A typical obstacle everyone struggles with is legacy issues – both organizational and technical, for both SKF and the customers, who have to have the courage to shift responsibility onto the supplier. Responsibility is one of the challenges of digitalizing in partnership. Whose fault is it if a bearing is damaged? What are the contracts to look like?

“If we are to package an offer together with Siemens, for example, our systems must work together. They may not be designed to do so from the beginning. Some pretty big changes may be needed, and that takes time and costs money. And at the same time, we have a traditional business model that is ongoing and requires resources of its own.”

The role of the board

CTO Victoria van Camp is the person who reports to the board of directors. Fredrik Larsson reports to van Camp and she keeps him updated. SKF’s board is relatively newly composed, and a new chair was appointed in spring 2019.

Business models are core issues that the board is interested in. Here, questions still remain as to what things should look like. The board wants to know where SKF stands in terms of maturity and what others are doing. Larsson’s impression is that they are up to speed and are interested in digitalization issues.

The transformation of the organization

The organization has changed from within. It has been flattened and attempts have been made to remove silos.

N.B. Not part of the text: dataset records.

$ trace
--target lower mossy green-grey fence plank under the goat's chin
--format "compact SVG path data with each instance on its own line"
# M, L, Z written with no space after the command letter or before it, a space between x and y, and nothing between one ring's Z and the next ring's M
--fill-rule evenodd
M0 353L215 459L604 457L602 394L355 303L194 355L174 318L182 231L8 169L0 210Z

SKF’s strategy is to try to introduce ‘digital thinking’ throughout the organization, in all aspects. They are therefore not building a parallel organization to work with the new approach, but trying to transform and integrate within the existing organization, all the way from production and design to sales and partnerships. They work actively with communication, training and incentives.

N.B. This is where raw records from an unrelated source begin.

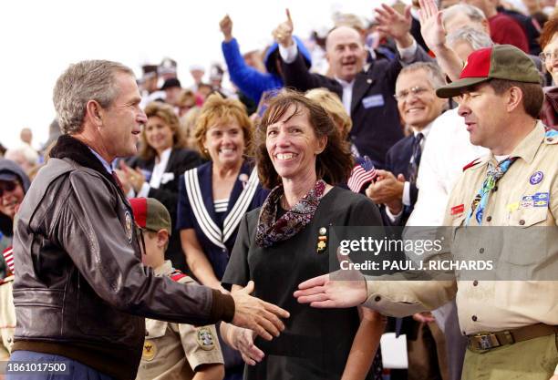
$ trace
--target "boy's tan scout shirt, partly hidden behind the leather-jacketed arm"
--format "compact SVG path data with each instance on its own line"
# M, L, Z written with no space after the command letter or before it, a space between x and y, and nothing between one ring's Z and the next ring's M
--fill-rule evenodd
M172 268L170 261L155 269L158 276L168 275L181 283L191 277ZM223 364L221 346L213 324L194 327L146 319L137 380L191 379L199 365Z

Has the day-to-day work at SKF changed as a result of digitalization? If so, how?

“Not so much in the day-to-day. But there is a big difference in how we make decisions and why, on what grounds. It’s a big difference. Now we look entirely at customer value.”

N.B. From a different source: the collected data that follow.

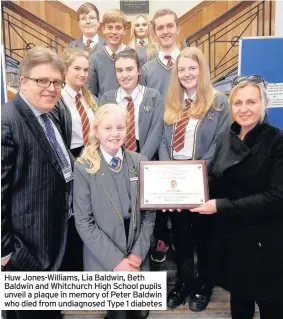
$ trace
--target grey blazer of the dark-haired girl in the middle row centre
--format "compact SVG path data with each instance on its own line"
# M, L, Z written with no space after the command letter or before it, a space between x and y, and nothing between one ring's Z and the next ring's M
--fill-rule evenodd
M99 105L117 104L117 90L102 95ZM163 105L160 93L151 88L145 88L139 107L139 144L140 154L152 160L158 152L163 130Z

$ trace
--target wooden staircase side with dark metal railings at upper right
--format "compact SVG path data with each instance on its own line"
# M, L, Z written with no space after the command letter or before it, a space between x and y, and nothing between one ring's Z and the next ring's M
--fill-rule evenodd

A lot of it is about changes in attitude. Thinking less in terms of ‘production’ and ‘products’ and more about how to create value for our end customers and partners.

For the sales organization, there is a huge difference when they focus on ‘performance-based business’, where we sell knowledge, information, performance and improvements for the customer rather than ‘ball bearings’. It brings completely new requirements with regard to communication and analysis. Larsson explains that you need to sit down with the customer and look at what is available, the customer’s wishes and life cycle costs when you write performance-based contracts.

“It’s important to understand what the customer actually needs so that we make the right products. In many cases, we’ve ‘over-engineered’ and focused too much on the development of bearings instead of looking at the customer’s needs. Customers can end up buying a Porsche when what they need is a Skoda. We can do better in this regard. It’s about being more focused on what is fit for purpose. Some bearings can be purchased at the touch of a button through Amazon, while in other cases, customers may want a performance-based solution where we guarantee service and performance levels.”

In terms of skills requirements, there is a shift towards the digital. Many new roles have been created. Right now, a lot of software developers are being recruited, and among the new positions is one where the person will be responsible for looking at new concepts instead of new products.

How far have you got?

“If the final vision is 10, we are at 5. The cloud platform and the organization are in place, as well as some of the concepts. It’s now time to roll it out across the company.”

Challenges and lessons learned

It is a challenge to go from selling a product to selling knowledge. It changes everything. You need to transform the organization – and at the same time maintain existing and ongoing business.

There are valuable positions to be taken and a lot of money to be made along the way if you don’t look too far ahead. “There is no digital strategy, just strategy in a digital world.”

“Technology sparks industrial revolutions; people make them happen.”